Merkel's top diplomat Heiko Maas warns China over Taiwan 'threats'
The sharp exchange after talks in Berlin undermined what had been billed as a charm offensive from China, after Wang said that the Czech Senate president would pay a "heavy price" for his Taiwan visit.
German Foreign Minister Heiko Maas said he had spoken by phone with his Czech counterpart.
"We as Europeans act in close cooperation - we offer our international partners respect, and we expect the exact same from them," Maas said on Tuesday (Sept 1) at a briefing in Berlin alongside Wang. "Threats don't fit in here."
The French Foreign Ministry also weighed in on Tuesday, calling Wang's comments "unacceptable".
Wang stood his ground, saying that Czech Senate President Milos Vystrcil's visit was an intervention in China's internal affairs and a violation to which the government in Beijing had to respond.
"You've crossed a red line," Wang said in Berlin, referring to Vystrcil and his 90-member delegation, including Prague Mayor Zdenek Hrib, a Beijing critic who in January made Taipei a sister city to the Czech capital.
In a 50-minute press conference with Maas, Wang was pressured on China's stance on Hong Kong, the government's response to the coronavirus pandemic, his assertive comments during his week-long European tour and China's treatment of ethnic Uighurs in the far west region of Xinjiang.
Wang issued an extended defence of Chinese policy, reiterating warnings that accusations against Beijing constitute an intervention in the country's internal affairs - and denying that China sought to disrupt relations.
"We are not trouble-makers," Wang said.
The tension has overshadowed issues including an EU-China investment accord, which Merkel's government had aimed to complete by the end of the year.

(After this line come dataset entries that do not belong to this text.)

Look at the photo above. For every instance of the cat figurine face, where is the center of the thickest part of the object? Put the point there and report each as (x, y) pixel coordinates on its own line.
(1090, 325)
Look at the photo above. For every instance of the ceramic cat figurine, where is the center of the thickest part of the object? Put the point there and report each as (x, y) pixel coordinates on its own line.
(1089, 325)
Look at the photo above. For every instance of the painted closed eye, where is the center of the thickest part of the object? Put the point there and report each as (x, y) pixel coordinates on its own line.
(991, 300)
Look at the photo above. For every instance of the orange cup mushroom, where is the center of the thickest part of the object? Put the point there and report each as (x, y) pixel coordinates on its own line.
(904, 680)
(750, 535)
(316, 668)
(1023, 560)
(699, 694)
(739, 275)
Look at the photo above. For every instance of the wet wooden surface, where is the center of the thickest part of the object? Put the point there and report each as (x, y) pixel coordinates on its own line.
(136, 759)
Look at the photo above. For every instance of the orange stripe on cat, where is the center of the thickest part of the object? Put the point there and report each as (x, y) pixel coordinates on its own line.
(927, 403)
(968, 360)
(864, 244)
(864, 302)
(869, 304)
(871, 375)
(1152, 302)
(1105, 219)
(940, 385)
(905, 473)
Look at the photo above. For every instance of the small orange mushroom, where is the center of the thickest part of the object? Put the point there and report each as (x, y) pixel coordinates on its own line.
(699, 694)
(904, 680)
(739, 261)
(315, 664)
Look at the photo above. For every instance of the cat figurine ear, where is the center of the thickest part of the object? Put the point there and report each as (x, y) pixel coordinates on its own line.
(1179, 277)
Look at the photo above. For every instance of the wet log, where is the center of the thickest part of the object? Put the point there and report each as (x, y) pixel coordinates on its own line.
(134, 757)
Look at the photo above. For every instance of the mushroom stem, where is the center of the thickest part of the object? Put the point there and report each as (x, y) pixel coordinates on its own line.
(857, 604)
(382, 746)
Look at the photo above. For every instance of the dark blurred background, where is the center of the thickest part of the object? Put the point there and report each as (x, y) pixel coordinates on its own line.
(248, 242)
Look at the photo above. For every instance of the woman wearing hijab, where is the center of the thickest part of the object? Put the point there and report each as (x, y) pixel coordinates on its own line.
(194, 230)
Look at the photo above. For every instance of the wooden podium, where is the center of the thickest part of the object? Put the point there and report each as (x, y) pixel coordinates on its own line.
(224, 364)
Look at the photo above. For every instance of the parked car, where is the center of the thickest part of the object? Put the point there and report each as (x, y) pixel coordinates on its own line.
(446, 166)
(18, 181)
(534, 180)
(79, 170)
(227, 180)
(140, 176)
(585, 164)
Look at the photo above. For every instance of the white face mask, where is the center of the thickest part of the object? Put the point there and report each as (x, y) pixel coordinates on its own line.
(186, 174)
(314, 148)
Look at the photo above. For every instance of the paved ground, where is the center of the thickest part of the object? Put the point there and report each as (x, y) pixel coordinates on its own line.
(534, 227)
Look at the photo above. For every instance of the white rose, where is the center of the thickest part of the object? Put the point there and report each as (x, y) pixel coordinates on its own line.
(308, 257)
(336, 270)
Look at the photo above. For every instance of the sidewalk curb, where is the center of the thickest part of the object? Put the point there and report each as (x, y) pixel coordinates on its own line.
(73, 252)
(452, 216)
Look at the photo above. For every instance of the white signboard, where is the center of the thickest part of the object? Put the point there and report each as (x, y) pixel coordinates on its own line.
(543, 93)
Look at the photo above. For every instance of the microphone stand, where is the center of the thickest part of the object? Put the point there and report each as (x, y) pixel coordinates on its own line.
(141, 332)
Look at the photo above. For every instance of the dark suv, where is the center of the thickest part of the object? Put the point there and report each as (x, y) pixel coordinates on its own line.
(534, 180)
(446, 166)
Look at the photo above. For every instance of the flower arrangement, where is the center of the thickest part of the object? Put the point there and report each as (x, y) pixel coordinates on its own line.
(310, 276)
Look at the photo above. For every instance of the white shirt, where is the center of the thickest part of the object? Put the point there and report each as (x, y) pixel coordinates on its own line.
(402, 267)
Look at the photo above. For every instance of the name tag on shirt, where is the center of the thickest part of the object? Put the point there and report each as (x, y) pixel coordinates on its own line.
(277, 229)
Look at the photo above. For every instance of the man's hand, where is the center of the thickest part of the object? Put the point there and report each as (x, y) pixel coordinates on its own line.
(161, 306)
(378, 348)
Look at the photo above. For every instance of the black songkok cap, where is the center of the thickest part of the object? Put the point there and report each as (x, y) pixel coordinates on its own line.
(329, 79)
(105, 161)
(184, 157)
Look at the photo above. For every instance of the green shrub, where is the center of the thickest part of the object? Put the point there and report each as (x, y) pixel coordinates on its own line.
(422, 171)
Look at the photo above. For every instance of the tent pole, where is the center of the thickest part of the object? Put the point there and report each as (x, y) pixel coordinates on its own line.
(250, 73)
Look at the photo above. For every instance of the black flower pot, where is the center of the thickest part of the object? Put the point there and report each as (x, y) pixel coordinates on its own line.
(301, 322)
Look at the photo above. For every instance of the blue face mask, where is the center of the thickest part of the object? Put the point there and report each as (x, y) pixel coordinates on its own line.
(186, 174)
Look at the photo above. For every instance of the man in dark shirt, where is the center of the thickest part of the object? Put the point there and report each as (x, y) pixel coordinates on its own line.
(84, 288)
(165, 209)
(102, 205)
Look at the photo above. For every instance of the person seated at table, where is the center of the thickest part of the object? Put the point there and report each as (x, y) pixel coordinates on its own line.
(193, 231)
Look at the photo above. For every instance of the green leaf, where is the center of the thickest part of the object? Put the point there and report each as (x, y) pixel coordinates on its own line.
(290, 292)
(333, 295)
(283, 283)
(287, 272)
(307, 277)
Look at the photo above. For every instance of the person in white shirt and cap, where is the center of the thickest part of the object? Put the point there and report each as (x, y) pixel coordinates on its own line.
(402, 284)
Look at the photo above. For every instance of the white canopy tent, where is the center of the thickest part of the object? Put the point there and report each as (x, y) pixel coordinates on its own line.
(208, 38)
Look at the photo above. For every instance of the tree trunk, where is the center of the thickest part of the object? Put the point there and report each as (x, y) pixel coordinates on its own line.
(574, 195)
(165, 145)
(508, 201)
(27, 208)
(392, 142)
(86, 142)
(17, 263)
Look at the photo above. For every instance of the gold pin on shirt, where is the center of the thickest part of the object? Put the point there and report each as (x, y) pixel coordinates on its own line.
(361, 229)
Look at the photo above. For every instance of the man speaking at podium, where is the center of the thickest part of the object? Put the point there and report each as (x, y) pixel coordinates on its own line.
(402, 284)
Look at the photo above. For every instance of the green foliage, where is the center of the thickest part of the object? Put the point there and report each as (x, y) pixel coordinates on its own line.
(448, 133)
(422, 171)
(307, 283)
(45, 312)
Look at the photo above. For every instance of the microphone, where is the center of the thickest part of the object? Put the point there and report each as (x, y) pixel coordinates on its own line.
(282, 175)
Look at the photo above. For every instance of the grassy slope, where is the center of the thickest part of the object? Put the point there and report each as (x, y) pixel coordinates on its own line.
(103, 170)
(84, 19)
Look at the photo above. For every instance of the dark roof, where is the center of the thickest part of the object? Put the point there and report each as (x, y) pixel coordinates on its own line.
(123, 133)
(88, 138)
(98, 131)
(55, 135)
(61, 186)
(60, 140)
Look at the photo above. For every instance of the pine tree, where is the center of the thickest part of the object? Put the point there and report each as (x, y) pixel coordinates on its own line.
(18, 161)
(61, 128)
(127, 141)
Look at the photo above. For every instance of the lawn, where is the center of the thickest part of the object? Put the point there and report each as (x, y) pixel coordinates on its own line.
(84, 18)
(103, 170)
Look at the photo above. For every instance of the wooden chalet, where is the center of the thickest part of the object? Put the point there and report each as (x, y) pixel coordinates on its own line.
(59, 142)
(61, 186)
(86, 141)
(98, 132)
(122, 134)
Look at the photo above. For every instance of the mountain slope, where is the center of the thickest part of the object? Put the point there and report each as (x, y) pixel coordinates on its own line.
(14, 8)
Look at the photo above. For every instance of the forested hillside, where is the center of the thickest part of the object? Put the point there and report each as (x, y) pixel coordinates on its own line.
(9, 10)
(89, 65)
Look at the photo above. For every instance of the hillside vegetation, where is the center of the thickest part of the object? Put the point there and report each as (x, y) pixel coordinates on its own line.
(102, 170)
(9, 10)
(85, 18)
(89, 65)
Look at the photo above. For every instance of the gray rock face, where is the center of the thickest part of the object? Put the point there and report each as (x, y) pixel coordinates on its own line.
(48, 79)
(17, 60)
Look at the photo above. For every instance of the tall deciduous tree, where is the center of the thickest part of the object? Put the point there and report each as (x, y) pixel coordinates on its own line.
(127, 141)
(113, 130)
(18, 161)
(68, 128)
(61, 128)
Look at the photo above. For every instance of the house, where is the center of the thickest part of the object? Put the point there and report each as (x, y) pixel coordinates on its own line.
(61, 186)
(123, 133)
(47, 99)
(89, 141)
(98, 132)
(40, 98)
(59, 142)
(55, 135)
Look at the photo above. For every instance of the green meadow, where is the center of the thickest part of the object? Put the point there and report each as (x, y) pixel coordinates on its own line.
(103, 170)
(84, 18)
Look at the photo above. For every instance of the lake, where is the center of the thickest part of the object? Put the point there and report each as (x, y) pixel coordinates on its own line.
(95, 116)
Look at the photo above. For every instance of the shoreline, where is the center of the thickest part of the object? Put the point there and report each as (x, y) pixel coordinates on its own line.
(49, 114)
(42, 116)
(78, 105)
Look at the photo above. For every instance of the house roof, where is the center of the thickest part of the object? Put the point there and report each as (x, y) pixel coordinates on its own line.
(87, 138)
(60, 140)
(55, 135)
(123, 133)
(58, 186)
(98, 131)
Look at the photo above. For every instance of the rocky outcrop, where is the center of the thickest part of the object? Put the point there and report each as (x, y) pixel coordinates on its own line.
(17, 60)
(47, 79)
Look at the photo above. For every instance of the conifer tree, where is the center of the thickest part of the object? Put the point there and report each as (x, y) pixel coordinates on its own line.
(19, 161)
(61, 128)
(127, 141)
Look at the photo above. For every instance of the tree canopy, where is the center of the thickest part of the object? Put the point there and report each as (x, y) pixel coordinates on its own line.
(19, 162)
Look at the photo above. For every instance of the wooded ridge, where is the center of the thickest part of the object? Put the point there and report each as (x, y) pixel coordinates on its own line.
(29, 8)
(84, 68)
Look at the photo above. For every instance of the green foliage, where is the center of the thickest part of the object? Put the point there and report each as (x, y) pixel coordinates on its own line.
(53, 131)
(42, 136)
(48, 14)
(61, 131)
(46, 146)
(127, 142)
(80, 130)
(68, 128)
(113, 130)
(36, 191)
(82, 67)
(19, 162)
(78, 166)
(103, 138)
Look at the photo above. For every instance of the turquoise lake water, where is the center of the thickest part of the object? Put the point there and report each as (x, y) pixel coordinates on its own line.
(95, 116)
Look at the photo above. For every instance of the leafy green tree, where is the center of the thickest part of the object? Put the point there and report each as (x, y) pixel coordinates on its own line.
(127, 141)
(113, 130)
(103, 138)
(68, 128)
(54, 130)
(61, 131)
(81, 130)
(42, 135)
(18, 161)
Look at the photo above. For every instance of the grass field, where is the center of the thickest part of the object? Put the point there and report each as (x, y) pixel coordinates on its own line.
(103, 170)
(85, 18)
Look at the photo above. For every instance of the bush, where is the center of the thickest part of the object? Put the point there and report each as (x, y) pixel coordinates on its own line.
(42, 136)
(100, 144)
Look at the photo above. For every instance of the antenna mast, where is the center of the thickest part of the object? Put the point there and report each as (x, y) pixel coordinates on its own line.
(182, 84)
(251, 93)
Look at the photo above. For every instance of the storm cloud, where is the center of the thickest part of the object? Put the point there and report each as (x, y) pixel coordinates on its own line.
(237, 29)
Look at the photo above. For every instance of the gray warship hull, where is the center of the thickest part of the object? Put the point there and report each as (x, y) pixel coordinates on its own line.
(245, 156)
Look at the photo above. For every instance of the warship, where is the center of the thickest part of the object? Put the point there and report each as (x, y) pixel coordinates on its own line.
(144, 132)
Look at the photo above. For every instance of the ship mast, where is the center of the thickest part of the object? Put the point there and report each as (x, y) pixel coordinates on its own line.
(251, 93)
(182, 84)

Maas said the 27-member bloc would assert its sovereignty and will not become a "play thing" as the United States, China and Russia shake geopolitical foundations.
The German, who repeated an EU call for a legislative election in Hong Kong as soon as possible, also said Wang had expressed "readiness" to allowing a monitoring mission to Xinjiang.
Wang had started the five-nation European trip saying relations with Europe should not suffer because of Beijing's intensifying standoff with the administration of President Donald Trump. But his appearances tended to make more progress in ratcheting up tensions with the region.
In Norway, he suggested that the Nobel Peace Prize should not be issued to Hong Kong protesters, evoking memories of a cratering of relations a decade ago when the committee awarded the prize to a Chinese democracy advocate. Matters then escalated with the warning against the Czech politician.